Blood Quantum’s decade-long wait for a zeitgeist moment

Blood Quantum 1
How the team behind the Indigenous genre flick persevered and plotted a course to take the $5.2-million film to Shudder, TIFF and around the globe.

Filmmaker Jeff Barnaby and producer John Christou were killing time between screenings at TIFF ’07 when the conversation turned to what their next project should be.

The pair were attending the festival for the premiere of Barnaby’s short, The Colony, produced by Christou. The next stop on the road map naturally seemed to be a feature.

“What about zombies?” asked Barnaby, but Christou shot down the idea for its lack of originality. So Barnaby, a Mi’kmaq film director who grew up on the Listuguj reserve in Quebec, thought harder about ways to approach it and came back with a concept that married his fascination with the horror genre and his calling to tell Indigenous stories: “What if the Indigenous people were immune and all the white people became zombies?”

Christou loved the idea. But Canadian film history is littered with good ideas that were conceived at the wrong time or place. Sometimes the market, funders and buyers simply don’t align for certain stories.

That seemed to be the case in 2007, says Christou, adding that some argued a Canadian Indigenous film costing upwards of $5 million would never get made. Plus, Barnaby was an unproven commodity as a feature-length director, and things ground to a halt at the financing stage. The project was placed on the backburner.

In the meantime, Barnaby and Christou teamed to produce the more modestly-budgeted Rhymes for Young Ghouls, which premiered at TIFF ’13. It served as a perfect showcase of the breadth of Barnaby’s talents, teeing up a second attempt to bring Blood Quantum to life.

Fast forward to 2017, when Christou, prompted by a conversation with XYZ Films’ Toronto-based partner Todd Brown, reignited the quest. “He really thought the climate was right to get the film financed,” says Christou.

And he was right. The financing process, which stalled almost before it began in 2008, moved rapidly the second time around.

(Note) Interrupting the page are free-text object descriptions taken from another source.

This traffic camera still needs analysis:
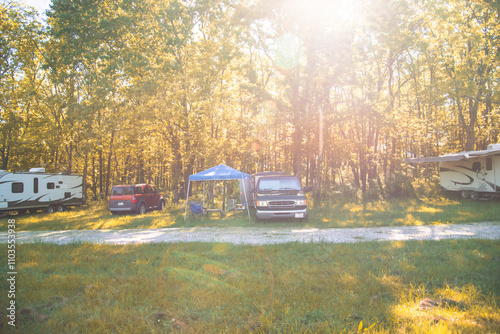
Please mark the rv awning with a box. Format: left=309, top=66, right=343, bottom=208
left=406, top=146, right=500, bottom=163
left=405, top=154, right=467, bottom=163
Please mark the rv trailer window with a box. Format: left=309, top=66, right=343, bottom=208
left=12, top=182, right=24, bottom=193
left=472, top=162, right=481, bottom=172
left=47, top=182, right=55, bottom=190
left=34, top=178, right=39, bottom=193
left=486, top=158, right=492, bottom=171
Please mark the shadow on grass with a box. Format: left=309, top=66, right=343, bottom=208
left=1, top=197, right=499, bottom=231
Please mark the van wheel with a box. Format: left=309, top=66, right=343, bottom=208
left=46, top=206, right=54, bottom=214
left=138, top=203, right=147, bottom=215
left=470, top=191, right=480, bottom=201
left=55, top=204, right=64, bottom=212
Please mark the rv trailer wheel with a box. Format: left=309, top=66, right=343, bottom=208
left=461, top=190, right=470, bottom=199
left=55, top=204, right=64, bottom=212
left=470, top=191, right=480, bottom=201
left=45, top=206, right=54, bottom=214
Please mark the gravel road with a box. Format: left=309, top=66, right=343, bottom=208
left=2, top=222, right=499, bottom=245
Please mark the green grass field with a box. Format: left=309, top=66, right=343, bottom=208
left=0, top=240, right=498, bottom=333
left=2, top=196, right=499, bottom=231
left=1, top=197, right=499, bottom=332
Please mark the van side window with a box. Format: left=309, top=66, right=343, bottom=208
left=486, top=158, right=492, bottom=171
left=47, top=182, right=55, bottom=190
left=12, top=182, right=24, bottom=193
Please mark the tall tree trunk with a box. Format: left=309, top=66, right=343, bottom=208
left=92, top=155, right=97, bottom=200
left=83, top=153, right=88, bottom=204
left=105, top=129, right=115, bottom=197
left=99, top=147, right=103, bottom=197
left=66, top=142, right=73, bottom=174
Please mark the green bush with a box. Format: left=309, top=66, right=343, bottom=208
left=412, top=175, right=441, bottom=198
left=384, top=173, right=416, bottom=199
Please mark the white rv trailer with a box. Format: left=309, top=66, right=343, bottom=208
left=406, top=143, right=500, bottom=200
left=0, top=168, right=85, bottom=214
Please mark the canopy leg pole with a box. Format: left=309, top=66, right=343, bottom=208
left=184, top=180, right=191, bottom=220
left=223, top=181, right=226, bottom=212
left=242, top=178, right=250, bottom=219
left=203, top=182, right=205, bottom=208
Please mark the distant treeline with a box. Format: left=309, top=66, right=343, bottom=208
left=1, top=0, right=498, bottom=201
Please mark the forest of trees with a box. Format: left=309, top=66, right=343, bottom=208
left=1, top=0, right=499, bottom=202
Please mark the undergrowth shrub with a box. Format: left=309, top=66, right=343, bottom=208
left=384, top=173, right=416, bottom=199
left=411, top=175, right=441, bottom=198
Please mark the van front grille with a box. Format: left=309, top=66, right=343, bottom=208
left=268, top=201, right=295, bottom=208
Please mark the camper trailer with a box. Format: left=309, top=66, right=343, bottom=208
left=406, top=144, right=500, bottom=200
left=0, top=168, right=85, bottom=214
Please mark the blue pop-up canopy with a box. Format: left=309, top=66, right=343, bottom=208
left=184, top=165, right=251, bottom=219
left=189, top=164, right=250, bottom=181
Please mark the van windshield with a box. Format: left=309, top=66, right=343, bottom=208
left=111, top=187, right=133, bottom=195
left=258, top=177, right=302, bottom=191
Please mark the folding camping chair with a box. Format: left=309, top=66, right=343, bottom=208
left=227, top=199, right=247, bottom=217
left=189, top=201, right=206, bottom=220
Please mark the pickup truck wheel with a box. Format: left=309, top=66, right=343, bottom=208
left=138, top=202, right=147, bottom=215
left=157, top=200, right=165, bottom=211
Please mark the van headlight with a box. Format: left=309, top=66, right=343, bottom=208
left=256, top=201, right=268, bottom=207
left=296, top=199, right=307, bottom=206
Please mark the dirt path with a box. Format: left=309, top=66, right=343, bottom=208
left=1, top=222, right=499, bottom=245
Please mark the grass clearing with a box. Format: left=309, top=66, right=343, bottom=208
left=2, top=197, right=499, bottom=231
left=0, top=240, right=498, bottom=333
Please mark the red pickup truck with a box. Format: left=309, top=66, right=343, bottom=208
left=109, top=184, right=165, bottom=215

Within six months, Christou and Barnaby locked in financial commitments from The Movie Network (now Crave), SODEC, Telefilm, Elevation Pictures, Entract Films and CBC.

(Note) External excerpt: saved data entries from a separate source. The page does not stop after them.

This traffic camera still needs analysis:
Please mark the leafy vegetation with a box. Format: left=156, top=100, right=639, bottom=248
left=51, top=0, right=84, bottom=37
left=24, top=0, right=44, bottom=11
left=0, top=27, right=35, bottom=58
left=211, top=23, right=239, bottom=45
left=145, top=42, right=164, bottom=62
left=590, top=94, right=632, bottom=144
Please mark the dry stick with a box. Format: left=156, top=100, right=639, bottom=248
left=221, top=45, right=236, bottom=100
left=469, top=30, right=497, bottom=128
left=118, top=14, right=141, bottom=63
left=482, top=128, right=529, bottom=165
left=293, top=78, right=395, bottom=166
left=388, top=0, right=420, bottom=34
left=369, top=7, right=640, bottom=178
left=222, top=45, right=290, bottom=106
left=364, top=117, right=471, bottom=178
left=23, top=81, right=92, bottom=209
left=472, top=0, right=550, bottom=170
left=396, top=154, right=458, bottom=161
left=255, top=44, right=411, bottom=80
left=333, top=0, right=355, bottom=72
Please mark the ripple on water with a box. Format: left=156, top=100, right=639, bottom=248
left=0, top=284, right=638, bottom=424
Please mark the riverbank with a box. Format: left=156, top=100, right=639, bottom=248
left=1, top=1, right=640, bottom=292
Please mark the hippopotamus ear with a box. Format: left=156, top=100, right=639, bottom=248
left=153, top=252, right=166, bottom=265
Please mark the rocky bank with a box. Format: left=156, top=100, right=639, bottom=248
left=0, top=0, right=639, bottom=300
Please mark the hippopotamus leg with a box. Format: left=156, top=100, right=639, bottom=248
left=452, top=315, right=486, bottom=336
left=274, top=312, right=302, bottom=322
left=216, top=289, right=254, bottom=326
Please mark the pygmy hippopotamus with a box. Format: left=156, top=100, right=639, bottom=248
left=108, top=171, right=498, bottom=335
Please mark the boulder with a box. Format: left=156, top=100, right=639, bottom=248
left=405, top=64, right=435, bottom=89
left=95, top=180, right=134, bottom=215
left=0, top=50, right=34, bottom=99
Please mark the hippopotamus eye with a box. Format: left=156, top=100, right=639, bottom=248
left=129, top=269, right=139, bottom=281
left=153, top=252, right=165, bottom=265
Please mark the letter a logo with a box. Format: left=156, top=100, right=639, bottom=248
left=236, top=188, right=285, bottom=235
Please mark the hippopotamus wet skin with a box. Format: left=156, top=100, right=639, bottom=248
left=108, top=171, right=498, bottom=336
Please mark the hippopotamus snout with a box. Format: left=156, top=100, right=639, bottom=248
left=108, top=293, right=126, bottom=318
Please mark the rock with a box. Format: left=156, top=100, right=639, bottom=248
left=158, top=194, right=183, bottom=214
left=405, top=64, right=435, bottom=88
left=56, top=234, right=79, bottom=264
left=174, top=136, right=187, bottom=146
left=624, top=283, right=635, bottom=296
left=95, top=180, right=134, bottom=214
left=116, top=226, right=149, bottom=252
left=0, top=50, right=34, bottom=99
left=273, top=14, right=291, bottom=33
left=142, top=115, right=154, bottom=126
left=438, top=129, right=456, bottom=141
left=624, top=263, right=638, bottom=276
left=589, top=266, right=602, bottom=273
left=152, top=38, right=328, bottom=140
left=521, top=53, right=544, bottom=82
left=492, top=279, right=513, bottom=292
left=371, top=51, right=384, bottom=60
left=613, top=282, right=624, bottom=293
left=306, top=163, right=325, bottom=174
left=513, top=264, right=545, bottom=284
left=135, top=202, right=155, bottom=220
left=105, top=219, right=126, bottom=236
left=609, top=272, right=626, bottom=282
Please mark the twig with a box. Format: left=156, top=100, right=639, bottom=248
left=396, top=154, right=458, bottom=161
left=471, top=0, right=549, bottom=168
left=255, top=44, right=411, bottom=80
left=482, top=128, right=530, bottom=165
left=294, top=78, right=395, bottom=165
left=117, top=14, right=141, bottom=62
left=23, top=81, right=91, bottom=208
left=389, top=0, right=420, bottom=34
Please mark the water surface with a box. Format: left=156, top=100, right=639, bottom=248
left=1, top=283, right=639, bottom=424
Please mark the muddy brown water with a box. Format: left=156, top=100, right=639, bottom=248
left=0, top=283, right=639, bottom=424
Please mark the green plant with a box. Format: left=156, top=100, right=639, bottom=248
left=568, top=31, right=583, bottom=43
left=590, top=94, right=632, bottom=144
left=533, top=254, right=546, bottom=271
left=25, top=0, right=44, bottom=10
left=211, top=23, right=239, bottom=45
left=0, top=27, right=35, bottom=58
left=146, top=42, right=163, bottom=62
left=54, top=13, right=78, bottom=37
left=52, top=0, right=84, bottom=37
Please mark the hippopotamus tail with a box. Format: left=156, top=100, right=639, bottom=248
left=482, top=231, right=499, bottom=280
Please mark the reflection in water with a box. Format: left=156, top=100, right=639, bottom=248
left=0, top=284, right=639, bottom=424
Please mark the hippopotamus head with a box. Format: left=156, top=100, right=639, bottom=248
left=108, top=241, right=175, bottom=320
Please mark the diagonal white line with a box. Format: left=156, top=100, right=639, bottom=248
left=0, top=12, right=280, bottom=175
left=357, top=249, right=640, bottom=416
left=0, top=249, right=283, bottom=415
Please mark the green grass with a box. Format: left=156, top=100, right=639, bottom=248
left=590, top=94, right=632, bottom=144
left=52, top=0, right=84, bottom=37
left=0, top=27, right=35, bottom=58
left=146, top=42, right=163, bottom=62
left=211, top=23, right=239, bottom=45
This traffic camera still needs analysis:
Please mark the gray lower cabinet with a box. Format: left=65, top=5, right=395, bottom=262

“We can’t fund Indigenous filmmakers at the micro-budget level and expect a bunch of breakouts.” John Christou, producer, Blood Quantum

It was no accident, says Christou. “We’re in a zeitgeist moment where audiences, distributors and cinemas are ready for this film.” Titles like Black Panther and Jordan Peele’s films have blazed a trail and changed the rules for diverse projects looking for mass appeal, he says, and the film “is being delivered in a moment where that opening is there for Indigenous filmmakers, cast and stories.”

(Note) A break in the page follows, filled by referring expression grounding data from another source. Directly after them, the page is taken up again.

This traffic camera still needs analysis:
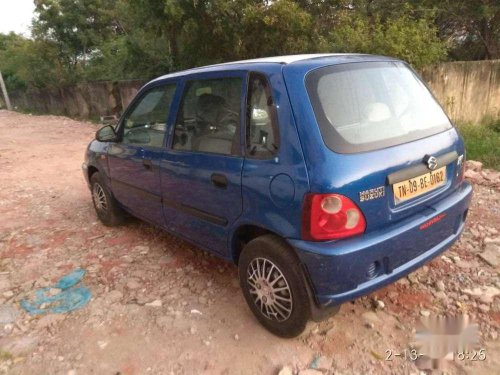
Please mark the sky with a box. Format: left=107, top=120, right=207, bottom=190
left=0, top=0, right=35, bottom=36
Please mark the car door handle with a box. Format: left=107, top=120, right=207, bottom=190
left=211, top=173, right=228, bottom=189
left=143, top=159, right=152, bottom=171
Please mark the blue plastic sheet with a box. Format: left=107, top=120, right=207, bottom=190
left=21, top=268, right=91, bottom=315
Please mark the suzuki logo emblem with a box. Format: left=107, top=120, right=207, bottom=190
left=425, top=156, right=438, bottom=170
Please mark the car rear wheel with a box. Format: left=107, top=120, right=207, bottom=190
left=90, top=172, right=125, bottom=226
left=238, top=234, right=310, bottom=338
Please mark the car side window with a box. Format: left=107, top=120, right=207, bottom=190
left=172, top=77, right=242, bottom=156
left=246, top=73, right=280, bottom=158
left=122, top=84, right=176, bottom=148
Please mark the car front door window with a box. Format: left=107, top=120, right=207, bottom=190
left=122, top=85, right=177, bottom=148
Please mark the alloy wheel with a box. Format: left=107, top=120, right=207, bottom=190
left=92, top=183, right=108, bottom=212
left=247, top=257, right=293, bottom=322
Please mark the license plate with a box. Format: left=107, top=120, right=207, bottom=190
left=393, top=166, right=447, bottom=204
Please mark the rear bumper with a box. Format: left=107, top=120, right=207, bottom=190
left=288, top=182, right=473, bottom=307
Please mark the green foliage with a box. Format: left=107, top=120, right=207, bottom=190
left=240, top=1, right=315, bottom=58
left=0, top=33, right=63, bottom=90
left=457, top=120, right=500, bottom=170
left=425, top=0, right=500, bottom=60
left=1, top=0, right=496, bottom=90
left=325, top=7, right=447, bottom=68
left=33, top=0, right=117, bottom=71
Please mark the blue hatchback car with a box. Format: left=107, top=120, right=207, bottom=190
left=83, top=54, right=472, bottom=337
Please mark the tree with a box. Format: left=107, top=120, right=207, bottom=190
left=1, top=0, right=465, bottom=89
left=326, top=11, right=447, bottom=67
left=426, top=0, right=500, bottom=60
left=0, top=32, right=63, bottom=90
left=32, top=0, right=117, bottom=79
left=240, top=0, right=315, bottom=58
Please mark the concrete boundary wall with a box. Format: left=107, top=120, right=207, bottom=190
left=3, top=79, right=146, bottom=120
left=2, top=60, right=499, bottom=124
left=421, top=60, right=500, bottom=124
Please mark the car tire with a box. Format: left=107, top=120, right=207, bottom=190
left=90, top=172, right=125, bottom=227
left=238, top=234, right=310, bottom=338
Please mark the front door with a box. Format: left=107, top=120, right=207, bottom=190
left=160, top=72, right=246, bottom=254
left=108, top=83, right=177, bottom=226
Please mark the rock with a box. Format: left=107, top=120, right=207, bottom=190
left=0, top=306, right=19, bottom=325
left=97, top=340, right=108, bottom=349
left=145, top=299, right=162, bottom=307
left=47, top=288, right=61, bottom=296
left=365, top=322, right=375, bottom=329
left=278, top=366, right=293, bottom=375
left=133, top=245, right=149, bottom=254
left=36, top=314, right=65, bottom=330
left=299, top=370, right=323, bottom=375
left=436, top=280, right=445, bottom=291
left=478, top=244, right=500, bottom=268
left=488, top=227, right=498, bottom=236
left=478, top=304, right=490, bottom=313
left=135, top=295, right=150, bottom=306
left=408, top=274, right=419, bottom=285
left=190, top=326, right=197, bottom=335
left=376, top=300, right=385, bottom=309
left=234, top=334, right=239, bottom=341
left=107, top=290, right=123, bottom=304
left=362, top=311, right=381, bottom=325
left=484, top=237, right=500, bottom=244
left=463, top=286, right=500, bottom=301
left=2, top=290, right=14, bottom=298
left=420, top=310, right=431, bottom=317
left=3, top=323, right=13, bottom=334
left=434, top=291, right=447, bottom=300
left=466, top=160, right=483, bottom=172
left=469, top=227, right=480, bottom=238
left=465, top=169, right=482, bottom=182
left=126, top=279, right=141, bottom=290
left=479, top=294, right=493, bottom=304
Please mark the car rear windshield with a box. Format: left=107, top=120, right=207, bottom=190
left=306, top=61, right=452, bottom=153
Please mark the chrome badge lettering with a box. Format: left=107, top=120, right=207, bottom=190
left=359, top=186, right=385, bottom=202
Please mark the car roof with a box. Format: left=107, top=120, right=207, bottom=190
left=150, top=53, right=398, bottom=83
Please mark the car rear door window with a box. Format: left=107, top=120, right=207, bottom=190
left=122, top=84, right=177, bottom=148
left=246, top=72, right=280, bottom=159
left=172, top=77, right=242, bottom=156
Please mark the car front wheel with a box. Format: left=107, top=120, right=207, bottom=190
left=90, top=172, right=125, bottom=226
left=238, top=234, right=310, bottom=338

With Canadian backers in place and the budget set at around $5.2 million, filming began last spring in Montreal, the Kahnawake Mohawk Territory and Barnaby’s hometown of Listuguj, QC.

With filming complete, sales agent XYZ began shopping the film in the U.S. and international markets, eventually striking a deal with AMC Networks-owned horror streaming service Shudder for territories including the U.S., U.K., Ireland and Australia. Currently, the film is not committed to a streaming-only release in the U.S., says Christou, and the plan is for Shudder to partner with a theatrical distributor to release the film in American cinemas in 2020. In addition, XYZ locked up deals in Japan, Indonesia, South Korea, India, Germany and Italy.

Elevation’s SVP of marketing and acquisitions Adrian Love says the release strategy will focus on two separate marketing streams that balance the film’s “commercial genre appeal with the strong political voice that lies underneath it.” The first will be targeted toward “arthouse, high-minded” horror audiences drawn to titles like The Witch, as well as the Indigenous audiences portrayed in the film. The second will go for mass appeal. “Right now, we’re trying to be as mass as we can be with an art horror film.”

He’s quick to add, though, that the reaction to a horror flick such as Blood Quantum, especially as it opens TIFF’s Midnight Madness program, will be crucial in determining how Elevation approaches the marketing strategy ahead of its 2020 Canadian theatrical release.

Beyond simply being well received by audiences, Christou hopes the film can open doors for more big-budgeted Indigenous features. “We can’t fund Indigenous filmmakers at the micro-budget level and expect a bunch of breakouts. They need to have impact budgets, otherwise the films will be marginalized.”